Advanced Topics for Users |
Overview of WHERE Clauses |
In addition to, or instead of including a SYSTEM 2000 where-clause in your view descriptor for selection criteria, you can specify a WHERE clause in a SAS program for selection criteria.
Note: Unlike a SYSTEM 2000 where-clause that is stored in a view descriptor, a WHERE clause in SAS is restricted to variables that correspond to items included in the view descriptor. (A SYSTEM 2000 where-clause can reference items that are contained in a view descriptor and items that are contained in the access descriptor that the view descriptor is based on.)
When you specify a WHERE clause, the SAS/ACCESS interface view engine translates the specified conditions into SYSTEM 2000 conditions. If the view descriptor includes a SYSTEM 2000 where-clause, the interface view engine connects the conditions with the Boolean operator AND. By default, the conditions in the WHERE clause in SAS are connected to the end of the view descriptor conditions. For example, if a view descriptor includes the condition
sex=female
and the WHERE clause condition in SAS translates into
position=marketing
the resulting selection criteria are
sex=female and position=marketing
You can control the connection of the translated WHERE clause in SAS and the SYSTEM 2000 where-clause conditions by including a connecting string in a SYSTEM 2000 where-clause that is included in a view descriptor. A connecting string indicates where you want the connection to occur. For example, if you include the following SYSTEM 2000 where-clause in a view descriptor (*SASAND* is a connecting string),
*sasand* department=marketing
and execute a SAS procedure that includes a WHERE clause that produces the following condition:
salary gt 1000
The resulting selection criteria are
salary gt 1000 and department=marketing
For more information and examples, see Connecting Strings to Order Conditions.

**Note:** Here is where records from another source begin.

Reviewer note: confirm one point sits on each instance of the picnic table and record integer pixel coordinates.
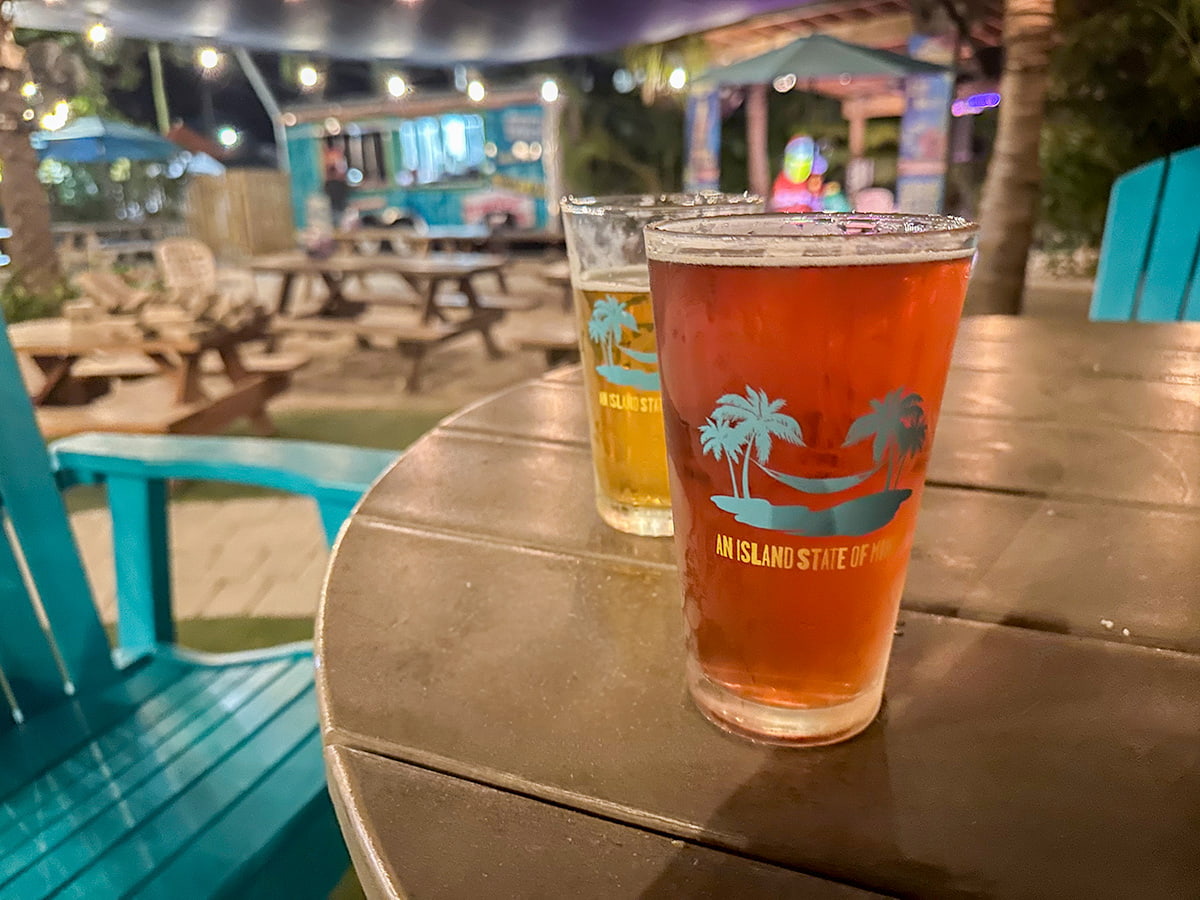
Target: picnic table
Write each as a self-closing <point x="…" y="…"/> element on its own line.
<point x="502" y="676"/>
<point x="178" y="395"/>
<point x="426" y="275"/>
<point x="425" y="240"/>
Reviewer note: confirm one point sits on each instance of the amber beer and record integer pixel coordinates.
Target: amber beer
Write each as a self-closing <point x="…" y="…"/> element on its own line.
<point x="802" y="372"/>
<point x="627" y="419"/>
<point x="615" y="317"/>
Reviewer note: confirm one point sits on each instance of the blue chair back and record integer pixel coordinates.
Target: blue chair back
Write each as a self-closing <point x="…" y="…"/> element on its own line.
<point x="1147" y="268"/>
<point x="51" y="639"/>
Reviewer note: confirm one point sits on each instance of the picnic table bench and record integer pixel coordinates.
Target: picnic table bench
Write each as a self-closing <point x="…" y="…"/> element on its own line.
<point x="144" y="769"/>
<point x="178" y="399"/>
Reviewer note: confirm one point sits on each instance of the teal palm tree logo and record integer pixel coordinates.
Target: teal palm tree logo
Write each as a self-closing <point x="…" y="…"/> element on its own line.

Because there are capabilities in the WHERE clause in SAS that are not available in SYSTEM 2000, when the interface view engine translates the WHERE clause conditions in SAS into SYSTEM 2000 conditions, it is possible that the WHERE clause in SAS cannot be totally executed in SYSTEM 2000.
For this possibility, the interface view engine first evaluates the WHERE clause in SAS and determines which conditions SYSTEM 2000 can support. The interface view engine might be able to partially execute the WHERE clause. For example, in the following program:
proc print data=vlib.emp1; where lastname < 'KAP' and payrate > 30 * overtime; run;
the interface view engine translates as much of the WHERE clause as possible, without producing incorrect results or a syntax error in SYSTEM 2000. In this example, SYSTEM 2000 can execute the first condition, but the arithmetic in the second condition is not supported. Therefore, the engine uses where lastname < 'KAP' to filter out as many data records as possible to improve performance. The conditions that are not supported are bypassed by the engine, and post-processing (performed automatically by SAS) will be required after SYSTEM 2000 completes its subsetting. The engine bypasses:
conditions that exceed the 1000-byte limit of a SYSTEM 2000 where-clause. If the WHERE clause in SAS exceeds 1000 bytes, the rightmost portion of the clause is bypassed by SYSTEM 2000.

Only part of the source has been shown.